Abstract
This paper focuses on management of urinary incontinence in elderly men. Differentiating stress, urge, mixed and continuous (overflow) incontinence is essential for selecting appropriate treatment. Symptoms of the overactive bladder that are secondary to urinary infection and outflow obstruction can be cured by correcting the primary cause. In idiopathic overactivity lower urinary tract dysfunction must be rebalanced by behavioural, pharmacological, neuromodulatory and, rarely in the elderly, by surgical modalities. Behavioural therapy comprises micturition training, toileting and pelvic floor exercises. A bladder diary is also important for therapy control and feedback.
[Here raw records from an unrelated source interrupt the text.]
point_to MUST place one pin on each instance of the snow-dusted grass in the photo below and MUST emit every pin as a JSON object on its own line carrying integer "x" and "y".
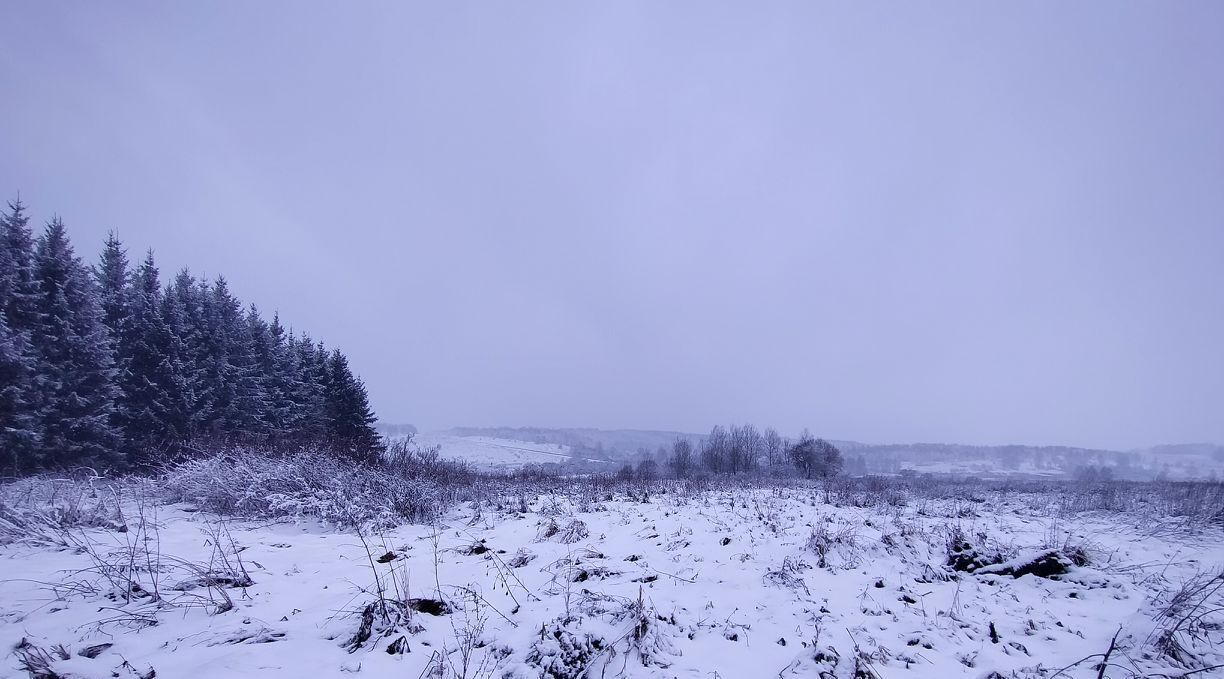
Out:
{"x": 555, "y": 578}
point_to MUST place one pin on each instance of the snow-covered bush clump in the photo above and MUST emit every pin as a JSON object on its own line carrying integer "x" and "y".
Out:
{"x": 304, "y": 485}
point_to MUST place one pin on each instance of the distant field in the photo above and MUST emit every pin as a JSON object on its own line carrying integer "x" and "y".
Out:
{"x": 496, "y": 453}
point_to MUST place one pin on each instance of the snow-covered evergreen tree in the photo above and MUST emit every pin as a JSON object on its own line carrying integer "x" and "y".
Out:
{"x": 349, "y": 417}
{"x": 100, "y": 366}
{"x": 18, "y": 417}
{"x": 148, "y": 416}
{"x": 22, "y": 384}
{"x": 75, "y": 359}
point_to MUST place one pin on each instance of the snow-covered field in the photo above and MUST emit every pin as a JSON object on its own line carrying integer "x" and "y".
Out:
{"x": 731, "y": 582}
Anticholinergics are the usual pharmacological therapy but are limited by side effects, especially to the central nervous system. Slow release formulation, transdermal patches and intravesical applications have been developed to reduce them. Non-invasive neuromodulation is a useful alternative and can be applied as home treatment.
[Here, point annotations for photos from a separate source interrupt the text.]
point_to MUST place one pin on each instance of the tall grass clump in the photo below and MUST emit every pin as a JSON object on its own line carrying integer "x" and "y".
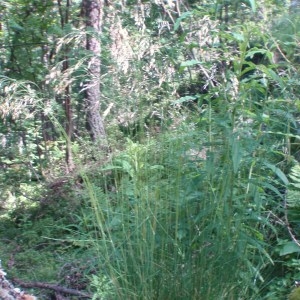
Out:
{"x": 185, "y": 216}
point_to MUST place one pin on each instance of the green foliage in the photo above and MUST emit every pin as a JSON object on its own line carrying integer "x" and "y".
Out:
{"x": 200, "y": 195}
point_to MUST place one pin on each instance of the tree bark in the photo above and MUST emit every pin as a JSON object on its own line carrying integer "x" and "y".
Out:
{"x": 64, "y": 19}
{"x": 93, "y": 18}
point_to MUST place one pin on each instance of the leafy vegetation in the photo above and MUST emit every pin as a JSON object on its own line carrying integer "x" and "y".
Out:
{"x": 197, "y": 194}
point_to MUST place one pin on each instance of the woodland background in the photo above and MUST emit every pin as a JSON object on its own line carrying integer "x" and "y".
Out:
{"x": 150, "y": 149}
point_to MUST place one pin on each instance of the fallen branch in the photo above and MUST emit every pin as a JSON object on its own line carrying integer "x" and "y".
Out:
{"x": 49, "y": 286}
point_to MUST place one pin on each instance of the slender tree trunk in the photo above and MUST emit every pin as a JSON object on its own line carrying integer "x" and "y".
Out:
{"x": 93, "y": 10}
{"x": 64, "y": 19}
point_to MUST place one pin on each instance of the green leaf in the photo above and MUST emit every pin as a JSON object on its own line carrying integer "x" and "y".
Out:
{"x": 182, "y": 17}
{"x": 278, "y": 172}
{"x": 289, "y": 248}
{"x": 184, "y": 99}
{"x": 237, "y": 155}
{"x": 189, "y": 63}
{"x": 253, "y": 5}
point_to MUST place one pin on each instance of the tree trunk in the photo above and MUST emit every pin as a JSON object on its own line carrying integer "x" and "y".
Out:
{"x": 64, "y": 19}
{"x": 93, "y": 17}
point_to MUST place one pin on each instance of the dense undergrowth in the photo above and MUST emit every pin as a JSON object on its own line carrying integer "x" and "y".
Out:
{"x": 198, "y": 197}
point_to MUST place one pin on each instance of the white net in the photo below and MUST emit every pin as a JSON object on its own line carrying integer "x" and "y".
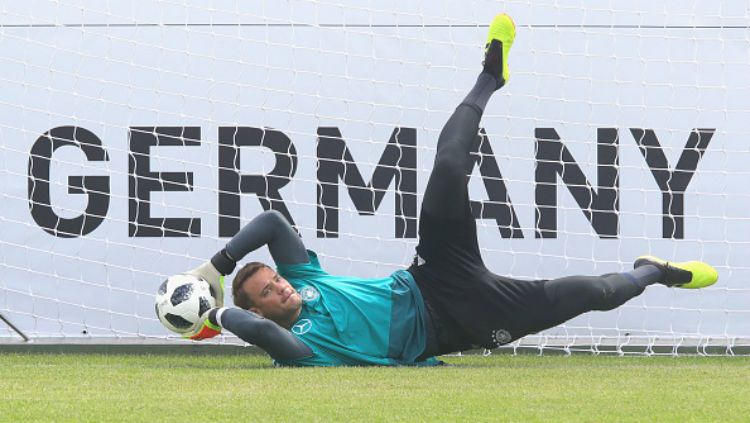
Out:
{"x": 136, "y": 137}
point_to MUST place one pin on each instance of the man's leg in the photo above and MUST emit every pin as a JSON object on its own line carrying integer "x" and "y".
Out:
{"x": 575, "y": 295}
{"x": 446, "y": 195}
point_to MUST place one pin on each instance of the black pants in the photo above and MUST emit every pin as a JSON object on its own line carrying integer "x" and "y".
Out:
{"x": 470, "y": 306}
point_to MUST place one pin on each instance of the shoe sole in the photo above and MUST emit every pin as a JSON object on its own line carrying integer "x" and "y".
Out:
{"x": 703, "y": 274}
{"x": 498, "y": 31}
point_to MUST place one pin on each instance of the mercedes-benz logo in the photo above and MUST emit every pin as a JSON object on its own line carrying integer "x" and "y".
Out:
{"x": 302, "y": 327}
In men stress incontinence is most frequent and is often due to intrinsic sphincter insufficiency after radical prostatectomy. Special training programmes focusing on improving the strength of the striated sphincter and the control over this structure have proved to be beneficial. Initially additional electrotherapy may be helpful. For persisting and bothersome postoperative stress incontinence in men implantation of an artificial urinary sphincter is the gold standard. Duloxetine, which inhibits the re-uptake of serotonin and noradrenalin, may also be useful. Male bulbo-urethral slings still have to stand the test of time.
Ten percent of residents in nursing homes suffer from overflow incontinence for which intermittent catheterisation has proved to be practicable.